Closed padolph closed 3 years ago
This is tricky just because 2 gigs (max signed int) is not necessarily invalid value; and unfortunately it is not really possible to reliably know how much content there will be with streaming input. I guess for 2.11 we could add configurable maximum byte chunk size. But I am just wondering what would be real-life typical maximum sizes: certainly content in hundreds of megs are not that unusual.
Agreed. I think a configurable parameter is likely the only general reasonable approach.
My test data encountered this when parsing an object field name, which then called into the code I posted. Perhaps in the specific instance of field name parsing we can cap to a smallish length?
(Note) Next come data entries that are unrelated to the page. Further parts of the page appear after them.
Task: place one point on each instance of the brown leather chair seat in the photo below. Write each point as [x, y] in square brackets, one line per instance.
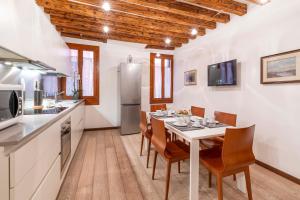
[176, 151]
[211, 143]
[225, 118]
[235, 157]
[212, 157]
[171, 151]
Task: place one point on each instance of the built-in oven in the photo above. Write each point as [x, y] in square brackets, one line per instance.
[65, 142]
[11, 106]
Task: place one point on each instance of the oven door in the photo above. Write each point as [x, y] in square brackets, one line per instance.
[10, 104]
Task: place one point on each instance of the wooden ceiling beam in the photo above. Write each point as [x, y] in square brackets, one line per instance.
[54, 6]
[116, 36]
[177, 8]
[133, 23]
[118, 6]
[158, 47]
[84, 37]
[259, 2]
[229, 6]
[137, 33]
[65, 22]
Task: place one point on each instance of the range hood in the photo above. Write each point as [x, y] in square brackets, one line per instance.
[12, 59]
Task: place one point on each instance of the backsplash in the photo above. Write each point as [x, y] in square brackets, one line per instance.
[13, 75]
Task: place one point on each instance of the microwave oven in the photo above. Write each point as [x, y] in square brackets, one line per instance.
[11, 105]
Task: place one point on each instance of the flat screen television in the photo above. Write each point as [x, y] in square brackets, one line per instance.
[222, 74]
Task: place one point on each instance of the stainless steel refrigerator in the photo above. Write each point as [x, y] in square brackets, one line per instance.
[130, 80]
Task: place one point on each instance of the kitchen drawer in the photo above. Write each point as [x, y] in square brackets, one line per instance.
[49, 188]
[46, 147]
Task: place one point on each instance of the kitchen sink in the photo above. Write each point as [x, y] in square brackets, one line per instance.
[54, 110]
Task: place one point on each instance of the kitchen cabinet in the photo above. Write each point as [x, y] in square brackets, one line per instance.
[77, 126]
[27, 30]
[30, 164]
[35, 168]
[49, 188]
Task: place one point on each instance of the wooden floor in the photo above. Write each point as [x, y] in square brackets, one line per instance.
[108, 166]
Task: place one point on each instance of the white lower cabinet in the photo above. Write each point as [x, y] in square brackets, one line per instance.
[35, 168]
[77, 127]
[49, 188]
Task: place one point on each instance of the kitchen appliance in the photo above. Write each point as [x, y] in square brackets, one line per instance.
[38, 95]
[11, 105]
[130, 86]
[13, 59]
[65, 142]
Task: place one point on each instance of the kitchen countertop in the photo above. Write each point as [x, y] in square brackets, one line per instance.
[31, 125]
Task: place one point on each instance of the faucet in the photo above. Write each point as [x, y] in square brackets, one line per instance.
[57, 94]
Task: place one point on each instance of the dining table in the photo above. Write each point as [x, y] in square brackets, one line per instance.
[193, 136]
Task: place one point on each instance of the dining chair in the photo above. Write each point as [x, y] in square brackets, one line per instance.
[198, 111]
[222, 117]
[171, 151]
[155, 107]
[236, 156]
[146, 133]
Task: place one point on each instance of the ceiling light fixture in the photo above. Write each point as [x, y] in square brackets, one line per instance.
[106, 6]
[168, 41]
[8, 63]
[263, 2]
[194, 31]
[105, 29]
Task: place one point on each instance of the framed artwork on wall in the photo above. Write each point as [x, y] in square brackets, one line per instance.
[281, 68]
[190, 77]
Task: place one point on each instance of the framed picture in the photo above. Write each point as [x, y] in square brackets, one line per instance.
[190, 77]
[281, 68]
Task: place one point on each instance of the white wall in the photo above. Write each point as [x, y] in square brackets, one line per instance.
[107, 114]
[265, 30]
[26, 29]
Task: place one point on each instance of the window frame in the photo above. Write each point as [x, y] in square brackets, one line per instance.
[152, 78]
[89, 100]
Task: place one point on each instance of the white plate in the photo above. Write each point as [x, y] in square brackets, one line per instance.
[180, 124]
[197, 126]
[158, 114]
[195, 118]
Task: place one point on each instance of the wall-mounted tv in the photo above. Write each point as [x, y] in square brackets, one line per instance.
[222, 74]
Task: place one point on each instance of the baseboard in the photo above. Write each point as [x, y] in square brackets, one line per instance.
[279, 172]
[102, 128]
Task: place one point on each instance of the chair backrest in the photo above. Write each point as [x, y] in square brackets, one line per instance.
[159, 138]
[155, 107]
[143, 122]
[198, 111]
[237, 148]
[226, 118]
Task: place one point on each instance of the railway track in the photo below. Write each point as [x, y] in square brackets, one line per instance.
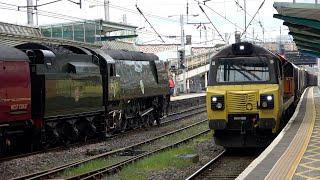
[114, 167]
[171, 118]
[226, 165]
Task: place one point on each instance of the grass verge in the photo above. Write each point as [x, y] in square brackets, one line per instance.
[162, 161]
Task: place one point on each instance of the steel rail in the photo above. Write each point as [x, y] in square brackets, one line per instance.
[8, 158]
[118, 166]
[205, 167]
[55, 170]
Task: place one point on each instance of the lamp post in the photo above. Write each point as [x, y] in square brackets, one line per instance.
[106, 9]
[182, 48]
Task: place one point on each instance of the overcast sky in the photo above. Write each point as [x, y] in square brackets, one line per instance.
[157, 12]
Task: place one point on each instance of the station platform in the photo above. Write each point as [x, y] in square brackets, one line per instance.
[295, 152]
[187, 96]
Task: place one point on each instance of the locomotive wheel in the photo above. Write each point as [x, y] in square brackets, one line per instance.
[69, 133]
[51, 137]
[123, 124]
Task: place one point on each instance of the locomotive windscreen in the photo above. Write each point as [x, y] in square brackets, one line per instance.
[243, 70]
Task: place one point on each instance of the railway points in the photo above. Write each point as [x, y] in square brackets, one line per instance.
[92, 98]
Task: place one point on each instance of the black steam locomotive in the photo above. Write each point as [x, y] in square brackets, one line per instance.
[72, 92]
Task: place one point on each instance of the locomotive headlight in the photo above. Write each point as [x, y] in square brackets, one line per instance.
[214, 99]
[217, 102]
[264, 104]
[219, 105]
[266, 101]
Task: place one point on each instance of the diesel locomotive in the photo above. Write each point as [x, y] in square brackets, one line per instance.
[250, 91]
[53, 94]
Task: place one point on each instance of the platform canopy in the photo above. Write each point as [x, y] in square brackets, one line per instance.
[303, 21]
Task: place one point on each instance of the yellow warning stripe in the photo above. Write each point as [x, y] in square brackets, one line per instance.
[289, 161]
[306, 142]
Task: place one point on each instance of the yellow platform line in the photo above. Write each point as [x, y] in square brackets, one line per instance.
[289, 161]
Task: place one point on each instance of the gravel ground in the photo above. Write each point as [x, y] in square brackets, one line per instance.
[43, 161]
[206, 151]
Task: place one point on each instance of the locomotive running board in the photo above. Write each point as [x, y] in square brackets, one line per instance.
[146, 112]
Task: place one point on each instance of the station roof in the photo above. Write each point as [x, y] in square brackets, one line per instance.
[303, 21]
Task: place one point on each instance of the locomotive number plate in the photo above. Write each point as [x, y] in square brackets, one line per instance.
[239, 118]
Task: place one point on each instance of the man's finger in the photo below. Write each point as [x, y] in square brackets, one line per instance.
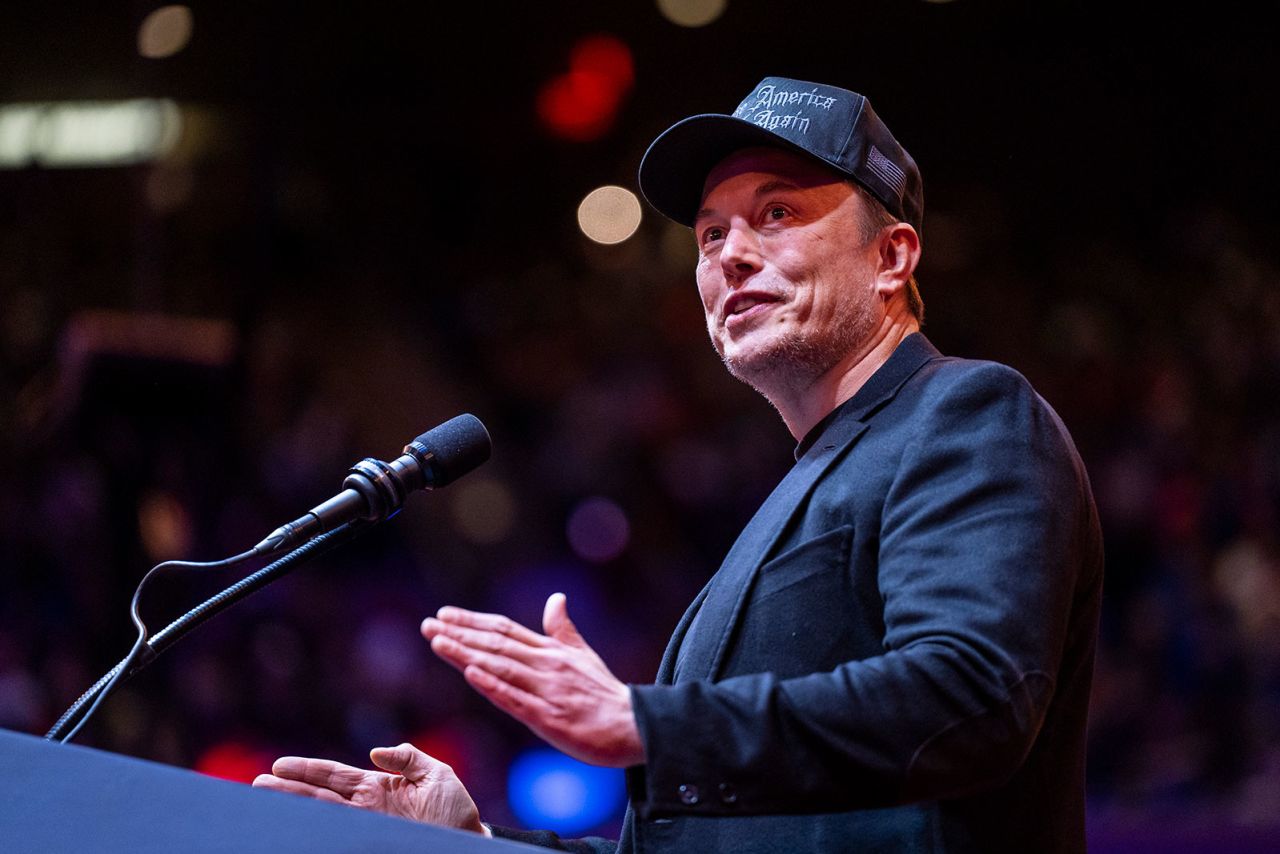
[403, 759]
[489, 642]
[504, 668]
[557, 624]
[490, 622]
[297, 788]
[516, 702]
[324, 773]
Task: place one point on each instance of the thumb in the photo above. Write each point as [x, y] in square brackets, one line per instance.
[403, 759]
[557, 624]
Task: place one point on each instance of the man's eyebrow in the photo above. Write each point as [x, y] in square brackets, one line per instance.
[763, 190]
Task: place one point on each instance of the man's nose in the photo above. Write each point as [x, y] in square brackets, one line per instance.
[740, 256]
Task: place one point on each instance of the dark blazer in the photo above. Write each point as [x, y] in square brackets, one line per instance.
[896, 653]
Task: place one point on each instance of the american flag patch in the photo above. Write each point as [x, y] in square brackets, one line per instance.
[886, 170]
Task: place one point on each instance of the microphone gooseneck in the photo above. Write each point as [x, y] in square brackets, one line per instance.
[375, 491]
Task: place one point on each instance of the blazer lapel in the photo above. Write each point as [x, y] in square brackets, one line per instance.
[700, 653]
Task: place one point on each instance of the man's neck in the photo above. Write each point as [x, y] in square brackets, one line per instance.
[803, 407]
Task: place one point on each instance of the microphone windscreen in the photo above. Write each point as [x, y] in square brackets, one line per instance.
[455, 448]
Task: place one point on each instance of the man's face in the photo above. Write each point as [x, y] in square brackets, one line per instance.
[785, 278]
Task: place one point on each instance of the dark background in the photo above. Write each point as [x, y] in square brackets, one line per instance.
[374, 232]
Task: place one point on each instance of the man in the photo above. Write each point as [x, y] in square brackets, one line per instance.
[896, 653]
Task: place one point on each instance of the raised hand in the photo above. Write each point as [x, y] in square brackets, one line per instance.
[554, 684]
[411, 785]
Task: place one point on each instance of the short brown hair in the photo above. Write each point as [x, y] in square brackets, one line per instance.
[877, 218]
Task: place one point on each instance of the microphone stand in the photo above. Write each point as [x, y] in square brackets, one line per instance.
[146, 652]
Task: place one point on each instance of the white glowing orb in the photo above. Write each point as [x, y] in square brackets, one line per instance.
[609, 214]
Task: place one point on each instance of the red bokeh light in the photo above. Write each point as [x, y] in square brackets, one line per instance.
[233, 761]
[583, 103]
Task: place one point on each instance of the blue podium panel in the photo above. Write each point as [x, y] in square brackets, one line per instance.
[63, 798]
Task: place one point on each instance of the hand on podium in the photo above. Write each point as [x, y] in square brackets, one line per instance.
[411, 785]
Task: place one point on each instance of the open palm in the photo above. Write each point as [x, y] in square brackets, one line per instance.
[411, 785]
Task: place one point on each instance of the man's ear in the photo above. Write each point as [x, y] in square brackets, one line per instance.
[899, 255]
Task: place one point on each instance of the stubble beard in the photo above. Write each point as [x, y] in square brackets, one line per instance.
[798, 359]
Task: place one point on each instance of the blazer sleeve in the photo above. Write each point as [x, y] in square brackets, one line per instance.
[982, 538]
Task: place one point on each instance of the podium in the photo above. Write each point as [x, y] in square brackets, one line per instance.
[59, 798]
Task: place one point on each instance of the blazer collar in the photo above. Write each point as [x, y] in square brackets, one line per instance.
[878, 389]
[718, 607]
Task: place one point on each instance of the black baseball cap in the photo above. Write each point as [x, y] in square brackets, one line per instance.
[831, 124]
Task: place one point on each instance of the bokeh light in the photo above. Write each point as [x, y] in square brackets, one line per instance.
[234, 761]
[548, 789]
[609, 214]
[581, 104]
[87, 133]
[165, 526]
[598, 530]
[691, 13]
[165, 31]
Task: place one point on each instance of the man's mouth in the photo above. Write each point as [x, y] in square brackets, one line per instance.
[740, 306]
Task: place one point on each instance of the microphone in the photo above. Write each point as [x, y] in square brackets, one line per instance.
[375, 491]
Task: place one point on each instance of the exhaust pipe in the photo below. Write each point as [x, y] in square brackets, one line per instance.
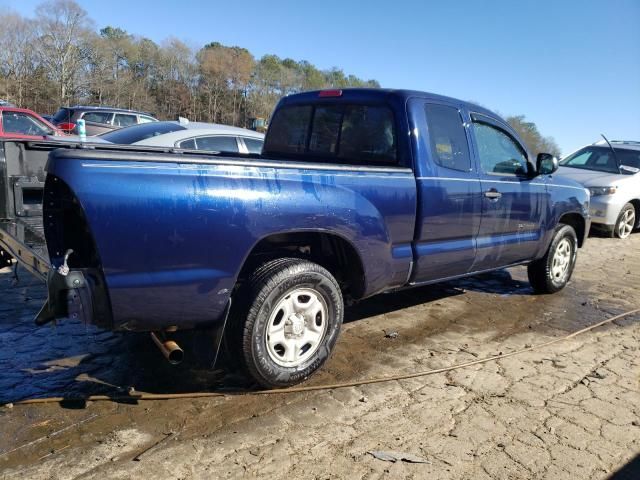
[170, 349]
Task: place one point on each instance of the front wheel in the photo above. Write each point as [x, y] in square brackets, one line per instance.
[291, 319]
[626, 221]
[552, 272]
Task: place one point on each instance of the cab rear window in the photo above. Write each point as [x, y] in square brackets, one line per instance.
[337, 133]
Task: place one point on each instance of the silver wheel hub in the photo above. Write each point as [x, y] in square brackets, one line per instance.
[561, 260]
[627, 222]
[297, 325]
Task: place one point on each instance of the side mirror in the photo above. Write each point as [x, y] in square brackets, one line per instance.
[546, 164]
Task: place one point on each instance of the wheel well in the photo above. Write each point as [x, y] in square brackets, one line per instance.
[577, 222]
[330, 251]
[636, 204]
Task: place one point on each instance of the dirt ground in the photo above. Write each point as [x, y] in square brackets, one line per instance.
[568, 411]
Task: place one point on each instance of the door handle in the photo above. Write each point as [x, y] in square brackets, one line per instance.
[492, 194]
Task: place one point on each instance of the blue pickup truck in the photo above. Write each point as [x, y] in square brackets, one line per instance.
[356, 192]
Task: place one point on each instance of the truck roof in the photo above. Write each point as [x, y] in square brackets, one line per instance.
[380, 93]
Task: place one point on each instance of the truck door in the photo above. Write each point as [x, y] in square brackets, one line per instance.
[512, 201]
[449, 197]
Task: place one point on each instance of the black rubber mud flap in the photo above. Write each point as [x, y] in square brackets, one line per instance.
[69, 296]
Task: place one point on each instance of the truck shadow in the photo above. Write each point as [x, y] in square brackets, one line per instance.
[72, 360]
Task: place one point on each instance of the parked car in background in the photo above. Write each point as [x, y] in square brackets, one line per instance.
[25, 124]
[99, 119]
[612, 175]
[189, 136]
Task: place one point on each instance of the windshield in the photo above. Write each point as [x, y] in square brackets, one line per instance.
[601, 159]
[135, 133]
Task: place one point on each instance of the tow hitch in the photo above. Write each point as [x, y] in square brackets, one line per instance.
[69, 295]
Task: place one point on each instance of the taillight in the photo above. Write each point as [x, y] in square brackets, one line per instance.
[67, 126]
[330, 93]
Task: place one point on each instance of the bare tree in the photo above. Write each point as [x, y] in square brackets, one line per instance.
[17, 55]
[63, 28]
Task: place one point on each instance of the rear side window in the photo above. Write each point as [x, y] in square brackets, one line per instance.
[288, 130]
[449, 147]
[97, 117]
[123, 120]
[254, 145]
[339, 133]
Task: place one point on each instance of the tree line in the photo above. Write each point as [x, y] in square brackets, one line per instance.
[58, 58]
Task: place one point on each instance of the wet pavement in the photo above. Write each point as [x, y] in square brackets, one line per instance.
[432, 323]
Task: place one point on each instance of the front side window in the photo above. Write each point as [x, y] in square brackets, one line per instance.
[217, 144]
[340, 133]
[499, 153]
[97, 117]
[24, 124]
[63, 115]
[124, 120]
[449, 147]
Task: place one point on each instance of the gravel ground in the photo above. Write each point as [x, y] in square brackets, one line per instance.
[571, 410]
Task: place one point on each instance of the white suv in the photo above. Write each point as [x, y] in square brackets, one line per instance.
[611, 172]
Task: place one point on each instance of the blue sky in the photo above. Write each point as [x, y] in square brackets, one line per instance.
[571, 66]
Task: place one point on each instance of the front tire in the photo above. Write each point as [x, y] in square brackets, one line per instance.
[291, 311]
[552, 272]
[626, 222]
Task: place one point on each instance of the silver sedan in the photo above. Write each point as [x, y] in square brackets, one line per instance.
[612, 175]
[189, 136]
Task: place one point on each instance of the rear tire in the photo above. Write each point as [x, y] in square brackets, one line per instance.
[552, 272]
[290, 312]
[626, 222]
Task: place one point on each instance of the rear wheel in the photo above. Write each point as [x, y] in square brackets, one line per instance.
[626, 221]
[552, 272]
[291, 313]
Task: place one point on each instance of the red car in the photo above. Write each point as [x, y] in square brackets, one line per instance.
[25, 124]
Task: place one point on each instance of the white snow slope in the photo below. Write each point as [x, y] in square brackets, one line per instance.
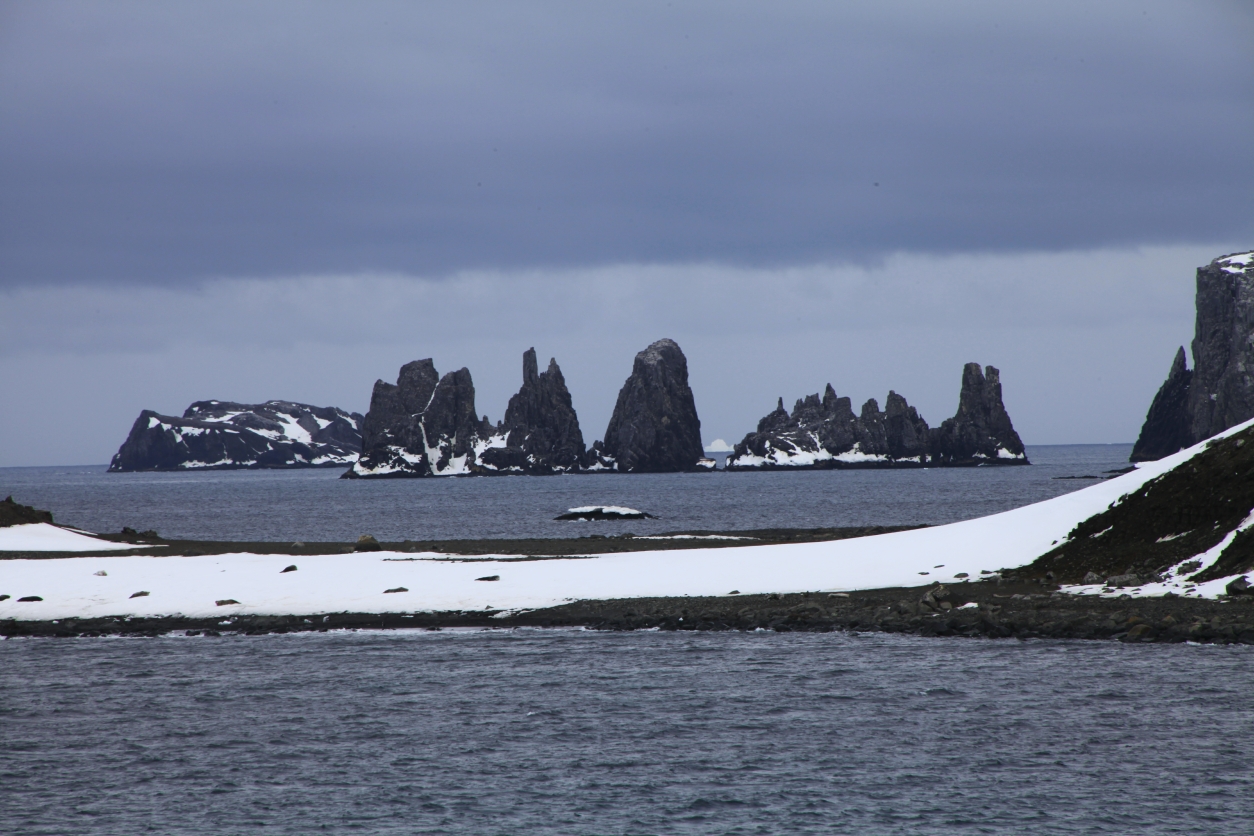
[42, 537]
[72, 587]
BTW, sorry I got mixed up with the "stack allocation" part, this data is clearly on the heap. I edited my submission to remove the confusion.
Ah. Yes, maximum length for names seems perfectly reasonable. And I am not against configurable limit for values, but that value may need to start at quite high (perhaps even max int).
Eventually similar approach should probably be added for JSON (and Smile, maybe Protobuf, Avro) decoders, with various limits. I have done something like this with XML before (Woodstox Stax parser has a reasonable set of limits for all kinds of things like max attributes, nesting levels, attribute values, cdata segments etc etc), but so far there hasn't been as much demand for json for some reason. Maybe it's just that XML had more time to mature to be exposed to DoS attacks or something. :)
Another possibility would be not pre-allocating the buffer for large sizes and instead using a ByteArrayOutputStream-like growing scheme. It's slightly less efficient if the full data does come in, but an attacker would have to actually send the data she is claiming to cause a DoS, which makes an attack more difficult.
@yawkat Problem is mostly the API: dynamically growing scheme won't help if the whole data must reside in memory.
But there is already method
public int readBinaryValue(OutputStream out) throws IOException { }
which can be used for incremental, non-repeatable reads, and it is implemented without full read for CBOR backend. The challenge is, however, that this is not used by databinding (I couldn't think of obvious way to bind such data to standard JDK types) so custom deserializer or handling is needed.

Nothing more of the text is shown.